NOTE: This repo is archived and left here as a reference of where the code is from. Further development and maintenance will continue at https://github.com/gigurra/gocc.
An in-memory, stand-alone rate limiter with a fixed time window, implemented in Go, using the actor model. This app/service was originally written as part of a hack event at Kivra, and was later open sourced under the MIT license.
Deployable as a stand-alone application, locally or in a cloud environment (e.g. Kubernetes). Other applications can then query it to check if they are allowed to perform an operation, or if they should wait in a queue.
graph TD
CA[Client A] --> |POST /rate/:key| RL[Rate Limiter]
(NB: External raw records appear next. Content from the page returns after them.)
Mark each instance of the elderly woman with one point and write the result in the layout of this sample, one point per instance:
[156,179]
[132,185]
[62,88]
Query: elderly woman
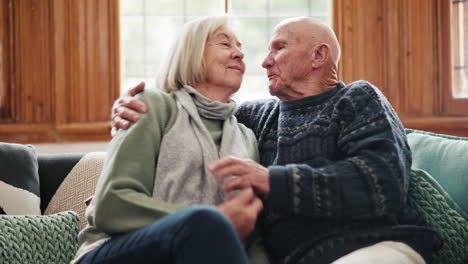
[144,209]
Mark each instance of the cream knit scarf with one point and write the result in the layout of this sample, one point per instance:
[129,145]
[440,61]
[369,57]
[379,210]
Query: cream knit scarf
[188,149]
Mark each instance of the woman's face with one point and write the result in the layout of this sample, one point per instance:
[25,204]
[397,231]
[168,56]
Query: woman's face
[223,57]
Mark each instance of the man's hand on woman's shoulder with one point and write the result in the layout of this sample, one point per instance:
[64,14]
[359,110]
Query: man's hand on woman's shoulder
[127,109]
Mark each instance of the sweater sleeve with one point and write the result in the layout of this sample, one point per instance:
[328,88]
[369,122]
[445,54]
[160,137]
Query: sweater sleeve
[123,199]
[369,180]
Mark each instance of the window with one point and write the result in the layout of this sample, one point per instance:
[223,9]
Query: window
[460,48]
[148,27]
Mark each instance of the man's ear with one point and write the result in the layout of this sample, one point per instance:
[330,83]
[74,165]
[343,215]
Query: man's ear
[320,55]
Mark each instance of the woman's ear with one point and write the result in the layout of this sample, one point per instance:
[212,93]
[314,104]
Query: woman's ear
[320,55]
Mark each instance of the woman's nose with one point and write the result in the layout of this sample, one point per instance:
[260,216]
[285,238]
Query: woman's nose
[237,54]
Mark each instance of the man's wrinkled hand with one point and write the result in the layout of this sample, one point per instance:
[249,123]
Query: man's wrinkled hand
[247,173]
[127,109]
[242,210]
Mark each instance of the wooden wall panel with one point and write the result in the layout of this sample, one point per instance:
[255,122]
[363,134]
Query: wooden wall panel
[5,50]
[419,64]
[30,71]
[401,47]
[90,64]
[64,68]
[363,25]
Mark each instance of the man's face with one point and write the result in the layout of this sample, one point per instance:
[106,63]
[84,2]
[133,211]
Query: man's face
[287,61]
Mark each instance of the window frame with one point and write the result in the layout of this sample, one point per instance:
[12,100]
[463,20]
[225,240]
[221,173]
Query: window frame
[448,104]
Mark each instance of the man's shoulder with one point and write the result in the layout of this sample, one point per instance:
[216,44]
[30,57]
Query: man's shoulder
[258,104]
[363,88]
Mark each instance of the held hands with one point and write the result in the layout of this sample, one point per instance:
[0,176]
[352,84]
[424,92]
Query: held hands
[248,173]
[127,109]
[242,210]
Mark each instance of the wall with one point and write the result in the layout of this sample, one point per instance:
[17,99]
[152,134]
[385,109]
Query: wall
[403,47]
[59,67]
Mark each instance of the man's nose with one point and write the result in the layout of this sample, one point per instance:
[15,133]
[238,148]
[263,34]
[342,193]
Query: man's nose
[267,62]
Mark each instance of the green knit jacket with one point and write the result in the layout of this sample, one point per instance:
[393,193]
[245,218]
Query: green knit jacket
[123,200]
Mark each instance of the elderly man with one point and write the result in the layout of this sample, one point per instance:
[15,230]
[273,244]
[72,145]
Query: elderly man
[335,161]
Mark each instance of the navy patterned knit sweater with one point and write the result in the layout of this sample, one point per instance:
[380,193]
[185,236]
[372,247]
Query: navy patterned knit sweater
[339,166]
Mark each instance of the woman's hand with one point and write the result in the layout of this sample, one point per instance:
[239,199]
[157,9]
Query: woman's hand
[242,210]
[248,173]
[127,109]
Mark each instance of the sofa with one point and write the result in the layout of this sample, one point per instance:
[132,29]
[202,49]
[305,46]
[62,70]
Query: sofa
[438,191]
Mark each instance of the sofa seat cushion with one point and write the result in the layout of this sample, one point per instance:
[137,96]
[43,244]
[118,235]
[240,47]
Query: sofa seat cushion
[429,199]
[38,239]
[19,180]
[446,159]
[79,185]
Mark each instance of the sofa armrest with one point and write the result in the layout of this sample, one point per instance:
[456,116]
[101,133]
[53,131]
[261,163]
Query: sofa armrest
[39,238]
[53,168]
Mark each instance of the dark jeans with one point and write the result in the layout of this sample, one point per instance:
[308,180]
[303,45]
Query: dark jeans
[199,234]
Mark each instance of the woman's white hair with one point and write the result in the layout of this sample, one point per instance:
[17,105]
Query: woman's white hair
[184,64]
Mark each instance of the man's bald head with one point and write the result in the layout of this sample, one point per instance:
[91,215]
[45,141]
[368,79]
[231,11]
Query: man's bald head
[314,32]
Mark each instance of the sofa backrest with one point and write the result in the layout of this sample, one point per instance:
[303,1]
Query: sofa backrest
[445,158]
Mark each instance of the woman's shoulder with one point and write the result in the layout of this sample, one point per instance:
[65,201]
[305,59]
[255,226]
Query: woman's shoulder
[162,106]
[155,97]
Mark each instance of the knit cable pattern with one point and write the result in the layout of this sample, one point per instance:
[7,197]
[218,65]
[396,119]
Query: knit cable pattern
[451,225]
[47,239]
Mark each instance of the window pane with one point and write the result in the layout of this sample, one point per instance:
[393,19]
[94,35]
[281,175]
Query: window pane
[149,27]
[163,7]
[131,7]
[132,46]
[159,36]
[459,48]
[204,7]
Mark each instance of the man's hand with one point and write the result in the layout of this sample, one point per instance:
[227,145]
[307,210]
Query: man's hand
[247,173]
[242,210]
[127,109]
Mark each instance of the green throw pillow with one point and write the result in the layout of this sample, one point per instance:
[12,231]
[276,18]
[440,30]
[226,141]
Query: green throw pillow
[443,215]
[38,239]
[446,159]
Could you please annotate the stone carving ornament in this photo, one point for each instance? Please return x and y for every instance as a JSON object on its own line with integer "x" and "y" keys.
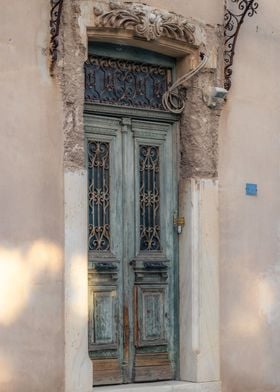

CB[Client B] --> |POST /rate/:key| RL[Rate Limiter]
CC[Client C] --> |POST /rate/:key?canWait=true| RL{GoCC}
RL --> |200 OK| RA[Client A]
RL --> |429 Too Many Requests| RB[Client B]
RL --> Q[placed in queue...]
Q --> |200 OK| RC[Client C]
When it receives a request, it checks if the rate limit for the key is exceeded. It does this by slicing time into
windows, and counting the number of requests in each window. If the rate limit is exceeded, it returns a 429 status
code, or waits in a FIFO queue if the canWait query parameter is set to true. There is also a limit on the number
of requests that can be queued up after the window is full. See below for full API documentation.
graph TD
A[POST /rate/:key] --> B{Check rate limit}
B -->|Limit not exceeded| C[200 OK]
B -->|Limit exceeded| D{?canWait parameter}
D -->|true| E[Queue request]
E -->|:key's queue not full| F[Wait in :key's FIFO queue]
F --> C
E -->|Queue full| G[429 Too Many Requests]
D -->|false or omitted| G
This Readme was mostly written by LLMs :).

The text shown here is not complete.